Operating as part of the Better Than Cash Alliance in the Philippines, Mercy Corps sought to take advantage of existing financial technologies to meet the emergency financial needs for the surviving victims of the Haiyan Typhoon in the country. Rather than relying on the traditional physical cash-transfer methods, Mercy Corps partnered with the BPI Globe BanKO to offer a range of electronic financial services that can deliver emergency recover aid to typhoon survivors. Program beneficiaries were "enrolled in BanKO's mobile savings accounts, through which they received one to three separate electronic cash transfers totaling 3,950 Philippine Pesos (about $90)." The beneficiaries are provided with a SIM telephone card and an ATM cash withdrawal card so that Mercy Corps can send important context-specific financial tips, advice, literacy information via both voice and SMS messages, while BanKO has the opportunity to reach directly to the beneficiaries through electronic banking means. The program has delivered first-hand emergency aids and access to more efficient financial management tools to more than 25,000 households affected by the Haiyan Typhoon.

== Disputes and criticisms ==
In May, 2017, Mercy Corps publicly announced that it had commenced the investigation of two staff members in its refugee program stations in Greece after receiving a call through the complaint hotline with regard to the "serious misconduct" of addressed workers. After the Greek representative officials probed into the issue with regard to two staff from an unnamed, European Union-funded non-government organization having sexually violated refugees and misused the financial resource that was allocated solely for refugee use. Responding to the particular probe, Mercy Corps has launched related investigations, and the two identified staff members were put on leave with further decisions on behavior outcomes to be made.

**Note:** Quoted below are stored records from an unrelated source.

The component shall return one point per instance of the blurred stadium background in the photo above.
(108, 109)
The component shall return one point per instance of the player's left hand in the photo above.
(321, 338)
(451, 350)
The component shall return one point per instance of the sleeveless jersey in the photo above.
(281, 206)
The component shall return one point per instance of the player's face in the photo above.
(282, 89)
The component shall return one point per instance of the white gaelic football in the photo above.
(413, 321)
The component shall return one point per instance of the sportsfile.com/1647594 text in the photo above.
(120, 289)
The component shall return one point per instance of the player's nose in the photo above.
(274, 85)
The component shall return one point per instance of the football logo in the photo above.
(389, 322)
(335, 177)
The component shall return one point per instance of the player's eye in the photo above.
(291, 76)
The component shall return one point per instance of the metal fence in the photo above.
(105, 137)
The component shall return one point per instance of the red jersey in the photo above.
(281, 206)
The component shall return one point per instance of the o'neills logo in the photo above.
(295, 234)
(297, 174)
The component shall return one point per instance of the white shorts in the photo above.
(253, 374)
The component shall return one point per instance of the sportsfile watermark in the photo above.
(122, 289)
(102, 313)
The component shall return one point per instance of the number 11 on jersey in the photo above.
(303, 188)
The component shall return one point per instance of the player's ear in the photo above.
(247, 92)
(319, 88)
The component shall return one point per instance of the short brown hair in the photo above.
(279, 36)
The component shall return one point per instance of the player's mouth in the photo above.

The Charity Navigator gave Mercy Corps a 3-star overall rating, a 2-star financial rating and a 4-star accountability and transparency rating for the 2019 fiscal year.

In 2019, senior staff resigned following public disclosure of the organization's longtime inaction over its co-founder's sexual abuse of his daughter.

The Charity Navigator gave Mercy Corps an overall score of 92%, earning it a Four-Star rating (the highest possible) for the 2024 fiscal year.